The militants put her into a fenced compound for two days before the police swooped in and plucked her to safety. She told the BBC about her ordeal.
"After my husband divorced me, I went to my father's home where the Taliban would come day and night as unpaid guests. Unfortunately the whole area is controlled by the Taliban.
"When my father, along with other villagers got fed up with this because they were concerned that the government forces would quiz them on why they were feeding and supporting the Taliban, they told them to go to the mosque and they would provide food for them there," she said.
According to her, this angered the Taliban who, she says, "seized the opportunity to turn on me".
In this case, Afghan Interior Ministry spokesman Sidiq Siddiqi said that the police fought hard against the Taliban for two hours in order to rescue the woman and took her to a safe house where she will remain with her children.
"I have decided to fight for my rights against my husband. Of course, I can't fight the Taliban - the government should deal with them but I will do what my husband did to me, I will fight him but I will do it via the courts."

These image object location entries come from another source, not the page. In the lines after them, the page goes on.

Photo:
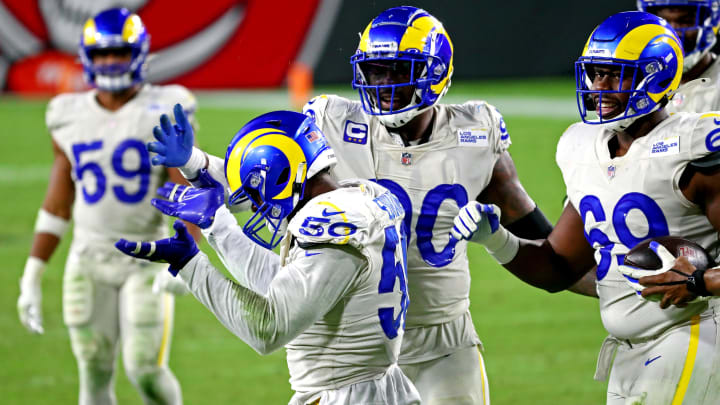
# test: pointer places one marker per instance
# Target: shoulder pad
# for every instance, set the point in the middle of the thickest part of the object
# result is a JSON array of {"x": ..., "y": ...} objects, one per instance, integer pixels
[
  {"x": 705, "y": 137},
  {"x": 330, "y": 107},
  {"x": 710, "y": 161},
  {"x": 340, "y": 217},
  {"x": 489, "y": 121}
]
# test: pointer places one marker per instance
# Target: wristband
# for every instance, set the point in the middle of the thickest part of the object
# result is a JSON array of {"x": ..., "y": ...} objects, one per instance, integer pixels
[
  {"x": 34, "y": 269},
  {"x": 502, "y": 245},
  {"x": 49, "y": 223},
  {"x": 696, "y": 284},
  {"x": 198, "y": 160}
]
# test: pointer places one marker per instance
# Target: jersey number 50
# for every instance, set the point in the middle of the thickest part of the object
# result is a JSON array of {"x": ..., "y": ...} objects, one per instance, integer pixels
[
  {"x": 392, "y": 270},
  {"x": 142, "y": 172}
]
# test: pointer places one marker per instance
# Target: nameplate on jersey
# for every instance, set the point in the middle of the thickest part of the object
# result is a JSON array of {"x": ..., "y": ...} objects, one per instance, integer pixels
[
  {"x": 355, "y": 132},
  {"x": 667, "y": 146},
  {"x": 473, "y": 137}
]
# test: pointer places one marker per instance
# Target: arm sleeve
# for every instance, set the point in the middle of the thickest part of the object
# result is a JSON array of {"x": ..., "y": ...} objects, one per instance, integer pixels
[
  {"x": 252, "y": 265},
  {"x": 301, "y": 294}
]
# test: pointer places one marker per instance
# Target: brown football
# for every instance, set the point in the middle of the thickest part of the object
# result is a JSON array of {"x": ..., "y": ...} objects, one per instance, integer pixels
[{"x": 641, "y": 256}]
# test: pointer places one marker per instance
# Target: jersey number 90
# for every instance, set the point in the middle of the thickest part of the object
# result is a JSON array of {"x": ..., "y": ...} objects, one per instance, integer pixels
[{"x": 426, "y": 220}]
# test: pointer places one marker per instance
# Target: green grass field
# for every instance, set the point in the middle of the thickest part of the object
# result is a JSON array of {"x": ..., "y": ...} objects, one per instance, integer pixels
[{"x": 540, "y": 348}]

Sutara: Engaged at 11, mutilated at 30
Thirty-year-old Sutara spoke to the BBC from her hospital bed in the western city of Herat after being subjected to a savage knife attack by her husband.
She became engaged to her husband when she was 11 and claims that he became addicted to heroin while working in Iran.

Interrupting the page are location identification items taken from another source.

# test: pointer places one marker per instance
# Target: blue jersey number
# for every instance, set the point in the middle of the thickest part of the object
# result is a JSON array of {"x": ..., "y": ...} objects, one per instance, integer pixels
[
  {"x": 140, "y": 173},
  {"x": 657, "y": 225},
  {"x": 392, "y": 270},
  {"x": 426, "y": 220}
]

On Friday, 13 December, she says that her husband insisted that she hand over her jewellery to him so he could sell it to buy some drugs.
She refused - so her husband hit the back of her head with a stone and she lost consciousness, she says. While she was unconscious, her husband stabbed her head several times, she says, and then he sliced off her top lip and cut off her nose.
Sutara's four daughters, who range in age from three to 12, were at home at the time of the attack.
She was taken to hospital and the children were taken to her mother to be looked after. Meanwhile, Sutara's husband ran away and he is still in hiding. Police are looking for him.
Sutara says that once her husband is found, she wants some justice
Interior ministry spokesman Sidiq Siddiqi said: "We have plenty of evidence against her husband so when he is found, and after the police have carried out a complete investigation, he will be handed over to the court and will end up behind bars.
"Meanwhile we will send Sutara overseas to receive more medical treatment but sadly her children will have been traumatised to witness such a horrific attack."
For many observers, the problem is that women are afraid to report violence because they know the law and its practice favours men.
Farkhunda Zahra Naderi, MP says that this year there have been more instances of violence against women
She said the trend was continuing because "men know they can get away with it" due a law designed to protect women not being fully implemented.
"In addition, the Supreme Court in Afghanistan is male-dominated which filters down to the lower courts so women don't have a strong voice to get them justice. It's worrying because we have no clear definition of what will happen to women after 2014," Ms Naderi says.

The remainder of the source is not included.